Friday, November 4, 2011

Distributed Database Architectures: Distributed Storage / Centralized Compute

In my previous post I wrote about shared disk architectures and the problems they introduce. It's common to see comparisons between shared disk and shared nothing architectures, but that distinction is too coarse to capture the differences between various shared nothing approaches.

Instead, I'm going to characterize the various "shared-nothing" style systems by their query evaluation architectures. Most systems fall into one of the following buckets:
  • Centralized compute
  • Limited distributed compute
  • Fully distributed compute

Centralized Compute: MySQL Cluster

MySQL Cluster consists of two basic roles used for servicing user queries: a compute role and a storage/data role. The compute node is the front end which takes in the query, plans it, and executes it. The compute node will communicate with the storage nodes remotely to fetch any data relevant to the query.


In the distributed storage model, data is no longer shared between the nodes at the page level. Instead, the storage nodes expose a higher level API which allows the compute node to fetch row ranges based on the available access paths (i.e. indexes).

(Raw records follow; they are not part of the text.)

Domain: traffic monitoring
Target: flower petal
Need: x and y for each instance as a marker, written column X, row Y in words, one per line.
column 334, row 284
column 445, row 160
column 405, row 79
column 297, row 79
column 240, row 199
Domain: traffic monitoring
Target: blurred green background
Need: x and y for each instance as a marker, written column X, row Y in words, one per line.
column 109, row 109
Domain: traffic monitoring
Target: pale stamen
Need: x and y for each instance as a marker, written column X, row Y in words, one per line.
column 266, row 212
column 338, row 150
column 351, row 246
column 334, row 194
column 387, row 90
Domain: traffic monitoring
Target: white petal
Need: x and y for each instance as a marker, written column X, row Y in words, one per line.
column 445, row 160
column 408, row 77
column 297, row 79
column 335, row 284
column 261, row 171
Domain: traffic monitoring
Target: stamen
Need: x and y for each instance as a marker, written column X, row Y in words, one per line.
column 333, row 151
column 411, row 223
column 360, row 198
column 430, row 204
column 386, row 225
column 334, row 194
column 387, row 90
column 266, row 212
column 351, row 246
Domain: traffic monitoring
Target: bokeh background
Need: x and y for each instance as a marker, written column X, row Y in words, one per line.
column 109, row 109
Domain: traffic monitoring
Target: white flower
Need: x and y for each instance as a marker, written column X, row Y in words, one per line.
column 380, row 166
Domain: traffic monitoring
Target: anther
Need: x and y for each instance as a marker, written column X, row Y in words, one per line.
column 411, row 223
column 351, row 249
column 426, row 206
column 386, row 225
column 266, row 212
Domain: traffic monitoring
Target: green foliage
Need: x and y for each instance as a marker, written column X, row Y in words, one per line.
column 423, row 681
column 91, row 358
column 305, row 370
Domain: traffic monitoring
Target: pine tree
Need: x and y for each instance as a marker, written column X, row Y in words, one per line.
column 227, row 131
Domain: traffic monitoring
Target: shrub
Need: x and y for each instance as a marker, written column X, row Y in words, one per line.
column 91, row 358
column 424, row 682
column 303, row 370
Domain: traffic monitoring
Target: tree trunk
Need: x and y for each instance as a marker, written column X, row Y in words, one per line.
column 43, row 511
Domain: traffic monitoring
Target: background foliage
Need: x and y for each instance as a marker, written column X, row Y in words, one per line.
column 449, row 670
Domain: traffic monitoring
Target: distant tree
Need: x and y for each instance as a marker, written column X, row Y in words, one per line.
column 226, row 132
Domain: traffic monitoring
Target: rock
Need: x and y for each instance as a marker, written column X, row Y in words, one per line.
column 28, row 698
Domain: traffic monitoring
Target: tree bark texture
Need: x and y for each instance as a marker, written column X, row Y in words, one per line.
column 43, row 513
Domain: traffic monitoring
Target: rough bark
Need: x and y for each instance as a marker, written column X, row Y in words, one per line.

In such a system, storage level locks associated with the data are now managed exclusively by the storage node itself. A compute node does not cache any data; instead, it always asks the set of storage nodes responsible for the data. The system solved the cache coherence overhead problem.
However, it still suffers from extensive data movement and centralized query evaluation. 

  • Cache coherence overhead
  • Extensive data movement
  • Centralized query evaluation

MySQL Query Evaluation in Action

Consider the following example:

SELECT count(*) FROM mytable WHERE acol = 1 and bcol = 2

Assumptions:
  • an index over acol
  • 10% of the rows in the table match acol = 1
  • 3% of the rows match acol = 1 and bcol = 2
  • total table size 1 Billion rows

In the diagram above, the arrows represent the flow of data through the system. As you can see, most of the query evaluation in the example is done by a single compute node.  The system generated a data movement of 100 million rows, and only a single node performed additional filtering and aggregate count.

It's an improvement over a shared disk system, but it still has some serious limitations. Such a system could be well suited for simple key access (i.e. query touches a few specific rows), but any more complexity will generally result in poor performance

As with the shared disk system, adding more nodes will not help improve single query execution, and queries which operate over large volumes of data have the potential to saturate the message bus between the nodes.

2 comments:

  1. MySQL Cluster does two types of condition pushdowns.
    The first was introduced in MySQL 5.0 and solves the
    problem described above. So the actual filtering is
    done by the data node, thus in this case 30 million
    rows would be transported.

    The second type of condition pushdown is introduced in
    MySQL Cluster 7.2 where an entire join query can be
    pushed to the storage nodes and evaluated.

    ReplyDelete
  2. Miakel, it's interesting to see that MySQL Cluster does some limited predicate pushdowns. I suppose I could change my example to having a non-trivial expression constraint (e.g. a + b < 10), and that wouldn't get pushed down.

    I'll have to read about the distributed join processing in 7.2. Looks like it's only used for a few select cases...

    I'll correct my post and move MySQL cluster to the limited distributed evaluation category.

    ReplyDelete